色々と書きたいこと話したいことがあるんだが、どこから話せばいいのか、何を前提に話せばいいのか見当もつかないのでとりあえずは置いておくよ。


久しぶりに電話した男子に、「新しい連載は下品ですね」と言われたのでそのことを書く。
と、それまで私はN誌(伏せる必要はまったくないがこうするとかっこいいので伏せてみた)で2つの連載をやっていて、そのどちらもまぁまぁ評判はよかったのだが、どうも、自分の姿勢に迷いがあったというか。
体験漫画と銘打っておきながら、その2連載で私がしていたのは観察であり、分析だった。それを否定はまったくしないが、そういう姿勢で漫画を描いていると、自分がどこに立っているのか、取材先の人をどう扱っていいのか分からなくなる。
冷徹に観察し、分析することで、飯を食う。しかも大体は取材前にアポをとっているわけだから「あなたを冷徹に観察し分析して飯を食いますよ」と宣言し、了解を取るわけである。
もうその時点で私は完全なる観察者ではなく、取材先に生身の私として関わり始めているわけで。そうなると当然、取材先の人が私をどう思うか、とか、取材先の人と同じ世界の人々が私をどう思うか、とかが気になって仕方ない。そんな中、冷徹に観察し分析するフリをした漫画を描くというのは、相当に嘘に満ちている感じがするし、簡単にいうと後ろめたい。

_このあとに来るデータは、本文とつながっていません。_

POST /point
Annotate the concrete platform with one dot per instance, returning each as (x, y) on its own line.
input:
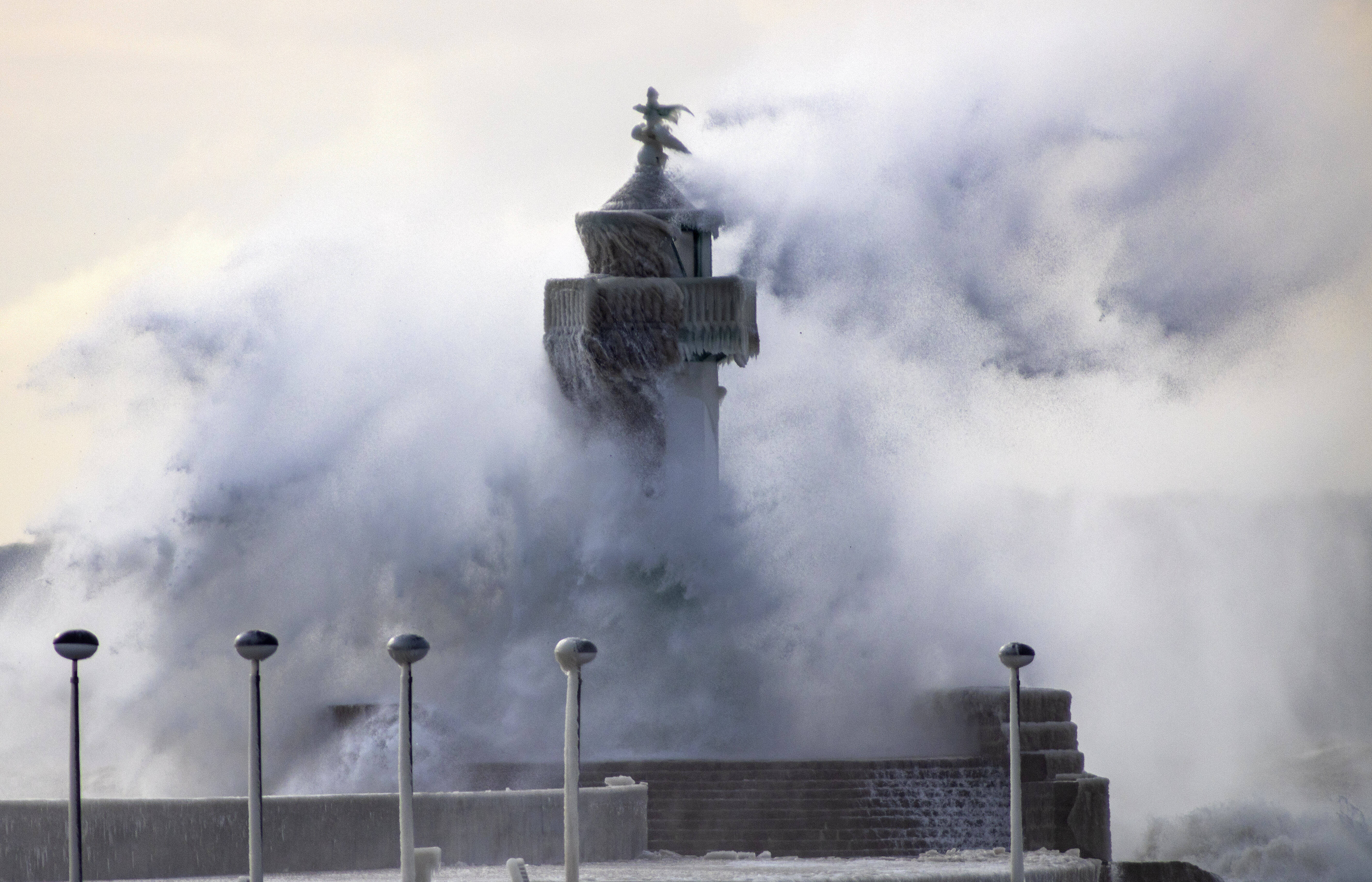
(971, 866)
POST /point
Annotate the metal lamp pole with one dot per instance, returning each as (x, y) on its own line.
(407, 649)
(573, 653)
(1016, 656)
(75, 645)
(256, 647)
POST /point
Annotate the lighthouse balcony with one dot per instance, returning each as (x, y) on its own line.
(703, 319)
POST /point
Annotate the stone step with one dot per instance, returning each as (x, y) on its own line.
(979, 706)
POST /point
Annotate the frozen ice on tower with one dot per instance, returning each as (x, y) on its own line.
(637, 343)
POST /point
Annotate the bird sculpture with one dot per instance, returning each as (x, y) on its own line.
(655, 131)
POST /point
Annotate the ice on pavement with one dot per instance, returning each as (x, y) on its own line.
(953, 866)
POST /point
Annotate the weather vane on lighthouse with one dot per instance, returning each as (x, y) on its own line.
(639, 342)
(654, 132)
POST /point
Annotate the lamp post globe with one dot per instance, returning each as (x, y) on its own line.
(574, 652)
(256, 645)
(1016, 655)
(76, 645)
(407, 648)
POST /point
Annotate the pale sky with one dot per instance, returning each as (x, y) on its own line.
(154, 136)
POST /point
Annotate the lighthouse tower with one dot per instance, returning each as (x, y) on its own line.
(639, 342)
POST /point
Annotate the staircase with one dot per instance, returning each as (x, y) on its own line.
(814, 808)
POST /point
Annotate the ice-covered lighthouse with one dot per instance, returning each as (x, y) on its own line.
(639, 341)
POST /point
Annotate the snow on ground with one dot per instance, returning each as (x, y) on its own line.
(967, 866)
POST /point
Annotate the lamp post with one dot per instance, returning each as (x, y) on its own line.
(573, 653)
(256, 647)
(1016, 656)
(75, 645)
(407, 649)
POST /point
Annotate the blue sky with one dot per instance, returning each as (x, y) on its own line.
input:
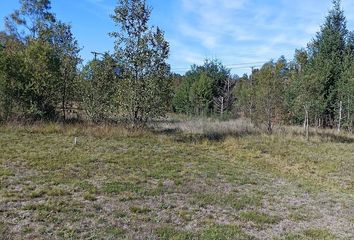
(240, 33)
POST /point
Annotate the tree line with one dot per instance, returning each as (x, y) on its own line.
(42, 77)
(314, 89)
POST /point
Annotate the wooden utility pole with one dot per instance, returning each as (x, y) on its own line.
(96, 54)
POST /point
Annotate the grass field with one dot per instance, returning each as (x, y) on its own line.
(172, 183)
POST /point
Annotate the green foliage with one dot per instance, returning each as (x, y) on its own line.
(201, 87)
(201, 94)
(144, 91)
(99, 87)
(262, 97)
(325, 67)
(39, 64)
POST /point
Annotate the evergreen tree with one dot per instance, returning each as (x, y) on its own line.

観察とか分析とかはカッコよく見えるかもしれないが、体験もしてみないで、その世界に飛び込んでもみないで高いところから誰かを観察したり、分析したり、裁いたりするのはだせえと思う。なぜなら、観察とか分析とかって行為は、自分から対象への一方通行の目線ではなく、実は相互に影響しあう関係だからだ。観察にしろ分析にしろ、その世界に何らかの形で関われば、自分も変わっていく。それは当然のことのはずなのに、それが観察や分析という形をとった瞬間、あたかもその世界を、自分はまったく関係のない世界として扱わなければならないような、自分は変わらず不動の姿勢を保たなければいけないような気がしてしまうし、そういう息苦しさにすら気づかないで、立ち位置の不確かな仕事を平気でやってのける(悪くすると、無神経にひとを傷つける)業界関係者を自分に重ねて自己嫌悪に陥ったりする。
そういった精神的不衛生をただすためには、私が下品なバカになるほかないのである。
事実、下品なバカになった結果、変な卑屈さはなくなったし、心配していた読者ウケだって、そう悪くはないみたいだ。まぁ件の男子からしてみれば不満のようだが、私なんぞ、大したタマではないのさ。
私が私に厳しくすることで、周りにも息苦しさを与えるくらいなら、私が私を許して、周りがラクな感じになればよい。
バカでいい。もっと、バカでいい。